Abstract

The water cycle is an integral part of Earth surface dynamics, and water’s oxygen-isotope composition retains information about the forcing and response of Earth’s local and global climate. Water isotope signals of the recent geological past can be directly obtained from archives such as ice cores, groundwater, or pore fluid. For the more distant past, mineral proxies have to be used. Multiple episodes of global glaciation may have occurred in the Neoproterozoic Era, of which the record of oxygen-isotope composition of glacial meltwater is sparse; the few records that are derived from carbonate minerals are prone to late-burial and metamorphic alteration, and therefore subject to alternative explanations. Here we present a case in which meltwater δ 18 O is retrieved from barite (BaSO 4 ) and malachite (Cu 2 CO 3 (OH) 2 )–associated sulfate (MAS) in a diamictite in Kaiyang, Guizhou, South China.
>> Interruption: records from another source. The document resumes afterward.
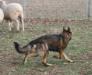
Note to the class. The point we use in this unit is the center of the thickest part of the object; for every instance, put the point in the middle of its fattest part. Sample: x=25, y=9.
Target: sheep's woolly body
x=13, y=12
x=1, y=15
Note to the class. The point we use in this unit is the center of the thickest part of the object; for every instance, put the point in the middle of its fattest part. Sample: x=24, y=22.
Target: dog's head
x=67, y=33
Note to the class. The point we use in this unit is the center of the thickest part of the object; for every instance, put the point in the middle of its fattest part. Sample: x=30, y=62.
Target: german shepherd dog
x=46, y=43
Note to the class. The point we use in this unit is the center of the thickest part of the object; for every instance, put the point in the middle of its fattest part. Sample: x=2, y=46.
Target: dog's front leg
x=25, y=59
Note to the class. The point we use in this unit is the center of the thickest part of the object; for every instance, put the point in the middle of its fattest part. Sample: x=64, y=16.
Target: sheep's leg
x=18, y=25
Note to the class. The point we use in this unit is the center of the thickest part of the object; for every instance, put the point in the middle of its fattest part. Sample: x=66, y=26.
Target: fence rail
x=56, y=9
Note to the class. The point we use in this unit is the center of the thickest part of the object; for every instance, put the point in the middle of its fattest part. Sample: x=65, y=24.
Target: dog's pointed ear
x=68, y=29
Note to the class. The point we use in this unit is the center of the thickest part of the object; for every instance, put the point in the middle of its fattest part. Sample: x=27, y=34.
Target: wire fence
x=56, y=9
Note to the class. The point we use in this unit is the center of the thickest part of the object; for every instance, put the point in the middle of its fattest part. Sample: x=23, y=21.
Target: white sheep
x=13, y=12
x=1, y=15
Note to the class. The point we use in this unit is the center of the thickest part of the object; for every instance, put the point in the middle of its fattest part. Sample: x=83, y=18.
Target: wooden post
x=89, y=6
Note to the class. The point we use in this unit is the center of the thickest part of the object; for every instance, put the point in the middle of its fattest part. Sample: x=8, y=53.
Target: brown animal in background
x=46, y=43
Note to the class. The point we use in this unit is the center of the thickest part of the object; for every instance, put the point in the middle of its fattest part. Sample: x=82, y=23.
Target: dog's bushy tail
x=18, y=48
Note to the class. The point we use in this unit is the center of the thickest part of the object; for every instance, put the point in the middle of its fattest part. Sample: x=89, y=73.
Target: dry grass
x=79, y=49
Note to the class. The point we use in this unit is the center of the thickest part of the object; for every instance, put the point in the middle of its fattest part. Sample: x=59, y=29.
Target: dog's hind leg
x=44, y=55
x=25, y=58
x=66, y=57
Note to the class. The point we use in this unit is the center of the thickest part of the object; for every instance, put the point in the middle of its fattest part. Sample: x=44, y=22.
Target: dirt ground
x=79, y=49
The core of our argument is based on the lowest-ever-published sulfate δ 18 O values found in the barite and MAS, reaching as low as –20.3‰ (Vienna standard mean ocean water, VSMOW). These data suggest that the water involved in the oxidative weathering of these chalcocite clasts had a δ 18 O value of –34‰ ± 10‰, similar to that of polar glaciers today. Excluding the possibility of glacier meltwater alteration during the past 600 m.y. after the deposition of the diamictite, the sulfate mineral assemblage reported here provides an important constraint on the nature of the Neoproterozoic glaciation that the Kaiyang diamictite represents.